I can't ping some servers by there name, but i can ping them by there ip address. Just setup DNS and setup multiple pointers to servers, but only some will ping by name. All on the same subnet just different address and names. Double checked my DNS to make sure i wasn't a number off, or have the wrong name...they were all right. All the servers have static ip's to.

So now im lost. I'm not sure why it won't ping some servers by their name, even with pointers setup in DNS.


----------



## Rockn (Jul 29, 2001)

Are the servers names populating the DNS cache?


----------



## mucker2010 (May 24, 2011)

why have you added the DNS names manually? Computers are set up to register their names with the DNS server by default so you shouldn't need to add them manually.

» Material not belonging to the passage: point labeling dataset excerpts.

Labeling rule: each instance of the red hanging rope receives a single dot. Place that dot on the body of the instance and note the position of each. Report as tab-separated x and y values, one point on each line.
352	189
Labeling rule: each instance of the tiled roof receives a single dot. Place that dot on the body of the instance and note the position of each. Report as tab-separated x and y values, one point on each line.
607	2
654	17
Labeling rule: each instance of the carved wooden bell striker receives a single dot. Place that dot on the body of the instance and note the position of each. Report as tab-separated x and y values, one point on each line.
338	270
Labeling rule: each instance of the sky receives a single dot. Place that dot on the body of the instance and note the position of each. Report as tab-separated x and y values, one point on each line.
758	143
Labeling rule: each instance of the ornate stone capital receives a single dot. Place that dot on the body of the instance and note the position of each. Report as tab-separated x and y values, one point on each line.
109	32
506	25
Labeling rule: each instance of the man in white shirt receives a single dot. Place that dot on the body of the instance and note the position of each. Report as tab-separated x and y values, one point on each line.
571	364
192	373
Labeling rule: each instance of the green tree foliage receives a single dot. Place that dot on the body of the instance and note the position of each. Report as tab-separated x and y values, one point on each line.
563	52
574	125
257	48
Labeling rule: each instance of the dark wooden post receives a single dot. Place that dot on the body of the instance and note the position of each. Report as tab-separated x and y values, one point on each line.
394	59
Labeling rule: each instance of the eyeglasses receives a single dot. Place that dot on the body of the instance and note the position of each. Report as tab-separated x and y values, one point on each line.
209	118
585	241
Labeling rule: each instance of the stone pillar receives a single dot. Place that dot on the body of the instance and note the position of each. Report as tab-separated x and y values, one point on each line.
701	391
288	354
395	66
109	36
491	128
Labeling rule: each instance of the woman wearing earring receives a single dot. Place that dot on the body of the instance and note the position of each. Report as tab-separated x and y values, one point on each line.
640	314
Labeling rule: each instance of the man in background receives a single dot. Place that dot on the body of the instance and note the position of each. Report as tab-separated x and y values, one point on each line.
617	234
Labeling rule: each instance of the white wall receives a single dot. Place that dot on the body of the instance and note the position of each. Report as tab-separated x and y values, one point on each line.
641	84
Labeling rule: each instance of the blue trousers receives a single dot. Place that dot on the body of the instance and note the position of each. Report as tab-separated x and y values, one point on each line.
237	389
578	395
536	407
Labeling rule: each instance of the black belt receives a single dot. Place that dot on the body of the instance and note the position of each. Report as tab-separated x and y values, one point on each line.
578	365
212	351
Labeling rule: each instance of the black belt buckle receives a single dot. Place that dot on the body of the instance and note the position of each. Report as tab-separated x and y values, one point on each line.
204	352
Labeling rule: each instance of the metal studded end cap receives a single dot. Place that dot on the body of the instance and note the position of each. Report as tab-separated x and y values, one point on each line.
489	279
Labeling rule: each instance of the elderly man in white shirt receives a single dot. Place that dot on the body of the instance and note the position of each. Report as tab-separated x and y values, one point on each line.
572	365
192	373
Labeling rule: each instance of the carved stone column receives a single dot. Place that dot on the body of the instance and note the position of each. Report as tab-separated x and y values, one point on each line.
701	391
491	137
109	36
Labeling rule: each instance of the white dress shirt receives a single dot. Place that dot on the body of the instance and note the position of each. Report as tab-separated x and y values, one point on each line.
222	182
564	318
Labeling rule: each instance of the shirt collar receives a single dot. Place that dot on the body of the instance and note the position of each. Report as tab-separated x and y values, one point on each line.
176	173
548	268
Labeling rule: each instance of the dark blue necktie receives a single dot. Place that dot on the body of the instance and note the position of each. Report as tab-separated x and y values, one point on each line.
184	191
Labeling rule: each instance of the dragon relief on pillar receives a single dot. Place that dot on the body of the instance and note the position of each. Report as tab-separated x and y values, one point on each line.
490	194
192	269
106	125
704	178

You are probably pinging the NetBIOS name. This is something like "PC1" where the FQDN (fully qualified domain name) will be "PC1.yourdomain.local". Without getting too technical you can use NetBIOS names and your PC willn add the DNS name on the end automatically (this is in the background, you are prob not aware of it). This is something called the DNS suffix, however this needs to be configured on the PC and it is usually assigned by default when adding the machine to the domain. Anyway I'll explain more later if it turns out this is the cause but lets test it out first. Instead of pinging PC1 try the FQDN instead and see it it replies PC1.yourdomain.local.


----------